しかし、手のひらほどもあるパッチの大きさが問題。これ全部詰めちゃうと今度は小さくなりすぎて、股上が足りない危険が。

そこで思い出した。私は補修パッチをつけるときに、アイロンの温度をまちがえたり、冷える前にまたアイロンを当ててしまったりして、失敗した経験が何度もある。低めの温度でアイロンを当てれば、糊が中途半端に剥がれてくれるのではないか?

アイロンを当ててまだ布が温かいうちに端から引っ張ると、少しずつ剥がれてくるぞ、イエーい!というわけで30分ほどかけて(つかれた)、片方は剥がすことに成功。

もう片方が問題。アイロンではどうにもならないのだ。なんでこんなにゴリゴリにパッチつけたんだよ前の持ち主は!

しばし考えて、糊だし、酸には弱いんだろうかと思い立って、掃除用の14度のお酢に浸しては引っ張る、という方法で1時間ほどかけて剥がした。ささくれだらけだった指先が痛くて、涙をこらえながらがんばった。

糊は少し残っちゃったけど、あのゴッツいパッチ布の本体が残るよりはマシ。

さて、傷みのひどい部分をカットして、いざ縫う。履くまでドキドキしたけど、なんとかリペアは成功した。

結果をSに見せるのが楽しみだ。

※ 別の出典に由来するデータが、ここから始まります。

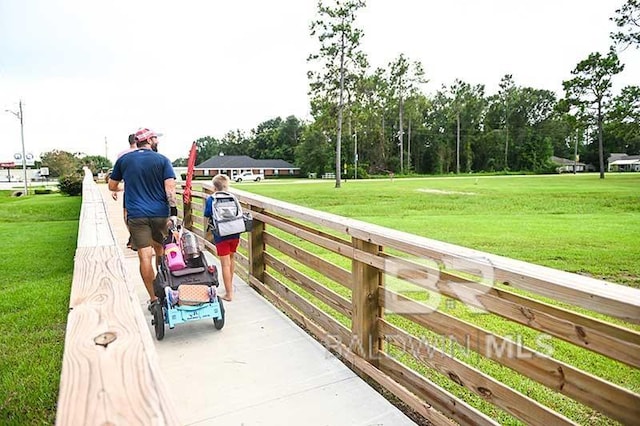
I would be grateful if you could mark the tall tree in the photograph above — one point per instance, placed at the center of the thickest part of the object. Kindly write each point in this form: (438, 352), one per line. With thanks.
(591, 89)
(627, 19)
(340, 60)
(404, 80)
(506, 94)
(624, 120)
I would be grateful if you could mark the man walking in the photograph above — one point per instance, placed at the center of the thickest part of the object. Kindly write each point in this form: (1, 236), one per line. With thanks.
(150, 200)
(114, 195)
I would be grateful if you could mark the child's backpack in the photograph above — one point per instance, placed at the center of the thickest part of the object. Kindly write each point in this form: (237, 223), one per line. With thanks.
(227, 217)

5月に会うから着て行こうかな。


さて、最後に軍ものディーラーTのスタンドへ。

少し前に買ったフランス海軍の青いジャンプスーツを手放したので、また青いのを探した。

けっきょく前に買ったのとはちがう、綿100%の作業用ツナギを購入。

ジッパーには見たことのないAの文字が。

ジッパーの製造会社でAがつくのは、グルノーブルのメーカーA.Raymondだけである。

A.Raymond社は1865年創業。金属部品の製造会社で、1950年代の終わりくらいまではジッパー製造も盛んだったと企業概要にはある。1960年代以降はプラスチック素材のジッパーのシェアが増大し、A.Raymond社の金属製ジッパーは減産を経て製造終了したようだ。

軍の供給品には見えないので、民間品の作業着かな… 1970年代あたりの品だろうと思っていたけれど、もしかしたらもう少し古いのかもしれない。

裾が不思議なまつり縫い仕様だったのは、ほどいてミシンで縫い直した。

ジャンプスーツ用の自分の股上の理想の長さをメモしてあったので、ちゃんと測って確かめたからバッチリ。屋外での試着がめんどうなのだ、ツナギは。